The death toll from China’s new coronavirus epidemic surged past 1,500 on Saturday after 143 more people died in the country, according to official data.
The National Health Commission also reported 2,641 new cases of the COVID-19 strain, with the vast majority in hard-hit central Hubei province.
More than 66,000 people have now been infected in China from an illness that emerged in the Hubei capital Wuhan in December and spread nationwide a month later.
All but four of the 143 new deaths were in Hubei, raising the toll to 1,523.
Chinese authorities have placed some 56 million people in Hubei under quarantine, virtually sealing off the province from the rest of the country in an unprecedented effort to contain the virus.
A number of cities far from the epicenter have also imposed tough measures limiting the number of people who can leave their homes, while schools remain closed nationwide and many companies have encouraged employees to work from home.
The scale of the epidemic swelled this week after authorities in Hubei changed their criteria for counting cases, adding thousands of new patients to their tally.
Cases “clinically diagnosed” through lung imaging are now being counted in addition to those that have shown up positive in laboratory tests.
The revision added nearly 15,000 patients to Hubei’s tally on Thursday, with the World Health Organization noting that cases going back weeks were retroactively counted.

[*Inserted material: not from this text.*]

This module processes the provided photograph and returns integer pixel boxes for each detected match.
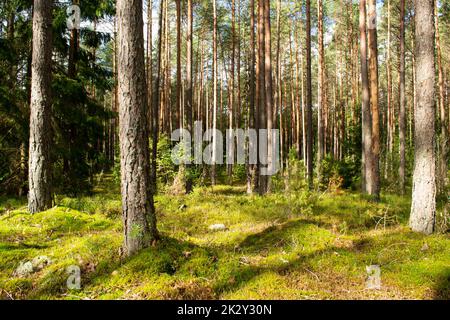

There were over 4,800 cases reported in Hubei on Friday and 2,420 on Saturday.
The number of new cases confirmed has been steadily falling outside Hubei, with 221 infections reported on Saturday.
Authorities said Friday 1,716 medical workers have been infected during the outbreak, with six dying from the illness.
Most of the infections among health workers were in Hubei’s capital, Wuhan, where many have lacked proper masks and gear to protect themselves in hospitals dealing with a deluge of patients.
The grim figures come a week after grief and public anger erupted over the death of a whistleblowing doctor who had raised the alarm about the virus in December and been reprimanded and silenced by police in Wuhan.